ECLI:NL:RBMNE:2018:5806
Rechtbank Midden-Nederland
- Eerste aanleg - meervoudig
- mr. drs. S. Wijna
- mr. K. de Meulder
- mr. G.C.W. van der Feltz
- Rechtspraak.nl
Intrekking van lasten onder dwangsom en niet-ontvankelijkheid beroep wegens ontbreken procesbelang
In deze zaak heeft de Rechtbank Midden-Nederland op 22 november 2018 uitspraak gedaan in een bestuursrechtelijke procedure. Eiseres, een B.V. gevestigd in Utrecht, had beroep ingesteld tegen besluiten van het college van gedeputeerde staten van de provincie Utrecht, waarbij lasten onder dwangsom waren opgelegd. Tijdens de beroepsprocedure heeft verweerder erkend dat hij niet het bevoegd gezag was en heeft hij de lasten onder dwangsom ingetrokken. Hierdoor kwam de onrechtmatigheid van het primaire besluit en het bestreden besluit vast te staan. De rechtbank oordeelde dat de door eiseres gestelde schade geen procesbelang opleverde, waardoor het beroep niet-ontvankelijk werd verklaard.
De rechtbank heeft het procesverloop in detail beschreven, inclusief de heropening van het onderzoek en de intrekking van de besluiten door verweerder.
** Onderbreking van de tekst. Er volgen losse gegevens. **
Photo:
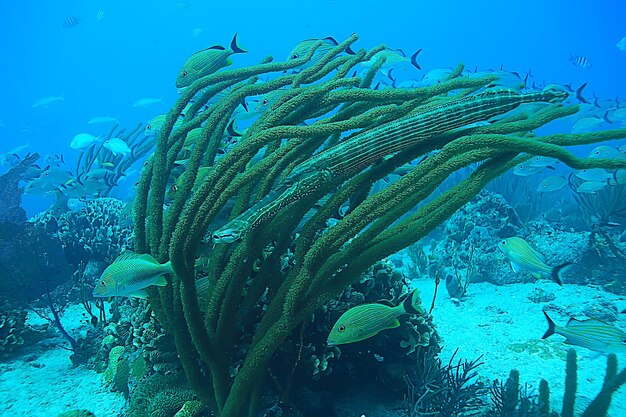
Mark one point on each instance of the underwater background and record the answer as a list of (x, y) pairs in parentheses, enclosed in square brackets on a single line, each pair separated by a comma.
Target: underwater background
[(512, 305)]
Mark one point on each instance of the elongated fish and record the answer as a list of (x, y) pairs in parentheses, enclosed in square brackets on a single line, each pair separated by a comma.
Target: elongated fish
[(206, 62), (524, 256), (130, 274), (591, 334), (367, 320)]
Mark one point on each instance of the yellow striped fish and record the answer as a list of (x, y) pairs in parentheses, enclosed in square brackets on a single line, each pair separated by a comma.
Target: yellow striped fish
[(591, 334), (524, 256), (206, 62), (367, 320)]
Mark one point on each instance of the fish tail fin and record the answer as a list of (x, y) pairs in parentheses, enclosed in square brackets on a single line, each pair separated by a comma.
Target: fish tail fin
[(168, 267), (579, 94), (232, 130), (414, 59), (556, 272), (551, 326), (236, 48), (411, 304)]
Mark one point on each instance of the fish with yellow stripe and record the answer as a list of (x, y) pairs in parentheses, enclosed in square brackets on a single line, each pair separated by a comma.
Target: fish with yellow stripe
[(207, 62), (523, 256), (130, 274), (367, 320), (591, 334)]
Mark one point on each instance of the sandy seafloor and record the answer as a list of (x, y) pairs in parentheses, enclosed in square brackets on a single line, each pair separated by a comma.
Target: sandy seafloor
[(490, 318), (42, 383)]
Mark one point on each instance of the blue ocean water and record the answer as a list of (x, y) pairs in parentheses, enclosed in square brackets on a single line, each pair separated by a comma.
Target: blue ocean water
[(109, 54)]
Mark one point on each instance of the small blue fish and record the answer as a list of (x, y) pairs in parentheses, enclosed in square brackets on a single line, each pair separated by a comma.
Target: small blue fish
[(591, 334), (75, 204), (552, 183)]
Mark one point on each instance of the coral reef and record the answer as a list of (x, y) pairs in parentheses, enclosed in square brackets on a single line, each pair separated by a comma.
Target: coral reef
[(471, 238), (32, 263), (14, 332), (96, 233), (77, 413), (163, 396), (11, 210), (443, 390), (509, 400)]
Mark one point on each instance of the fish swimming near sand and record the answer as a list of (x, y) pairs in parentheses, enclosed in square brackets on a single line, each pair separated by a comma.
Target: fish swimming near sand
[(367, 320), (130, 274), (591, 334), (207, 62), (523, 256)]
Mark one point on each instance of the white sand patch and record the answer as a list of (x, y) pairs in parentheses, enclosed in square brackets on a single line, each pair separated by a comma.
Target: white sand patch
[(491, 318), (45, 384)]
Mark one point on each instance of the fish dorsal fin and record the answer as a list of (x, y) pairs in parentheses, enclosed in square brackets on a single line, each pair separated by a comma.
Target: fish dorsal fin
[(126, 256), (385, 303), (139, 294)]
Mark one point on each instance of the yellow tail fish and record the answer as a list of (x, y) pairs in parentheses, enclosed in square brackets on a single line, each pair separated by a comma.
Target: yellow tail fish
[(524, 256), (130, 274), (367, 320)]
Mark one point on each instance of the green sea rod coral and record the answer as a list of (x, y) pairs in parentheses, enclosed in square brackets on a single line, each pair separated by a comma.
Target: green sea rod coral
[(329, 135)]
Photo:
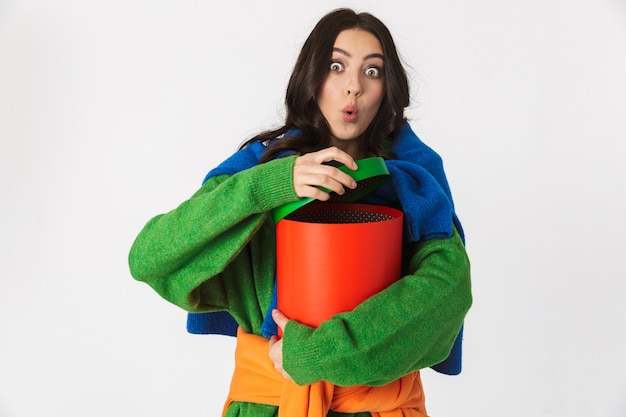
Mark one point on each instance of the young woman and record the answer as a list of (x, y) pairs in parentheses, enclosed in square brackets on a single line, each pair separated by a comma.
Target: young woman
[(345, 101)]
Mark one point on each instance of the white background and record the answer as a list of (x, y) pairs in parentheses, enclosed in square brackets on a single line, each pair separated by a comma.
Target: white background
[(113, 111)]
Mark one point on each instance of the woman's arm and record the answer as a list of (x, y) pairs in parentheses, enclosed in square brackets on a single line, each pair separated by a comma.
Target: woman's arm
[(177, 251), (409, 326)]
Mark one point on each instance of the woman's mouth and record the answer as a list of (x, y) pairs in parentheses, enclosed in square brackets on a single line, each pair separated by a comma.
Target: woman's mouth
[(349, 114)]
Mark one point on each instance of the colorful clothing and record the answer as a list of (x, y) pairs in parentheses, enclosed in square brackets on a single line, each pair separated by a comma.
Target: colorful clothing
[(215, 252)]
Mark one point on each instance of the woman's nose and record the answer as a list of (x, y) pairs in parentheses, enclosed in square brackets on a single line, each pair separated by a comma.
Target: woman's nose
[(354, 86)]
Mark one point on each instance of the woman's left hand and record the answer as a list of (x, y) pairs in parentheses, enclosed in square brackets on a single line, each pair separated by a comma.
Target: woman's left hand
[(276, 344)]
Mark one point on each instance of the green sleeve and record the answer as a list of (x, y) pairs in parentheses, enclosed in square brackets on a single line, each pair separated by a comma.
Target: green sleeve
[(410, 325), (177, 251)]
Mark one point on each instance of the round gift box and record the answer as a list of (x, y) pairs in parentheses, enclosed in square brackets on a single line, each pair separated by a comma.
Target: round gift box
[(333, 256)]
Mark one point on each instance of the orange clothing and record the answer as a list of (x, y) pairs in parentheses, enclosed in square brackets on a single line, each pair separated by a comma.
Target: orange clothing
[(255, 380)]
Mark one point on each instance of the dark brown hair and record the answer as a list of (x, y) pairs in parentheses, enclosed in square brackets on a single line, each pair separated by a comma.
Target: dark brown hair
[(310, 71)]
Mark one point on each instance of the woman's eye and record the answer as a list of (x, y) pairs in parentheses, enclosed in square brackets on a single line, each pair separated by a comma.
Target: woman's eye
[(336, 66), (373, 72)]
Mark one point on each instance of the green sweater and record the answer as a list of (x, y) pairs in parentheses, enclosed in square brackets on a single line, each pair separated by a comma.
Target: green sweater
[(216, 251)]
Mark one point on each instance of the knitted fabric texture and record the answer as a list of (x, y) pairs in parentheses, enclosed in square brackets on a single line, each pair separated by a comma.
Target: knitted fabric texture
[(418, 182)]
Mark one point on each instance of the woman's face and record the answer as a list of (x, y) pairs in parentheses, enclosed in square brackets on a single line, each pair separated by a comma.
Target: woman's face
[(351, 94)]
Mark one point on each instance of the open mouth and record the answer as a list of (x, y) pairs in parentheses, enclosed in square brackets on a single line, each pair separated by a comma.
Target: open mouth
[(349, 114)]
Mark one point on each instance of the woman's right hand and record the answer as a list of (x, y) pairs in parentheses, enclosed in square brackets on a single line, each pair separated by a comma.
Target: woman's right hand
[(310, 172)]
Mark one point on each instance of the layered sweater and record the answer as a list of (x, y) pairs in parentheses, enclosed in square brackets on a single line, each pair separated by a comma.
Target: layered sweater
[(215, 252)]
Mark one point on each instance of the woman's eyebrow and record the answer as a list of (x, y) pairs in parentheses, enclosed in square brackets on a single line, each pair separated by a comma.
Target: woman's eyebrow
[(346, 53)]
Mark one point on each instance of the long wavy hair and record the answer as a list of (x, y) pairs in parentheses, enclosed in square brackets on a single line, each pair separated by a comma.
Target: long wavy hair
[(311, 69)]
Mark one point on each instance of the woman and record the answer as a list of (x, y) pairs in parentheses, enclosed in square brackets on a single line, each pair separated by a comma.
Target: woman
[(345, 101)]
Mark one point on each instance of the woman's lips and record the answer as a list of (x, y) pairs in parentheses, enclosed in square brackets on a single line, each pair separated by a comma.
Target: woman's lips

Eiseres had gereageerd op het intrekkingsbesluit, maar geen van de partijen heeft gebruik gemaakt van het recht op een nadere zitting. De rechtbank concludeerde dat het intrekkingsbesluit van verweerder van 12 juni 2018 een intrekkingsbesluit in de zin van de Algemene wet bestuursrecht was, en dat eiseres geen belang meer had bij een inhoudelijk oordeel over het bestreden besluit.
De rechtbank heeft verweerder wel veroordeeld tot vergoeding van het door eiseres betaalde griffierecht en de proceskosten, omdat verweerder pas tijdens de beroepsprocedure het intrekkingsbesluit had genomen. De totale proceskosten werden vastgesteld op € 2.004,-. De uitspraak is openbaar uitgesproken en partijen zijn op de hoogte gesteld van hun rechtsmiddelen.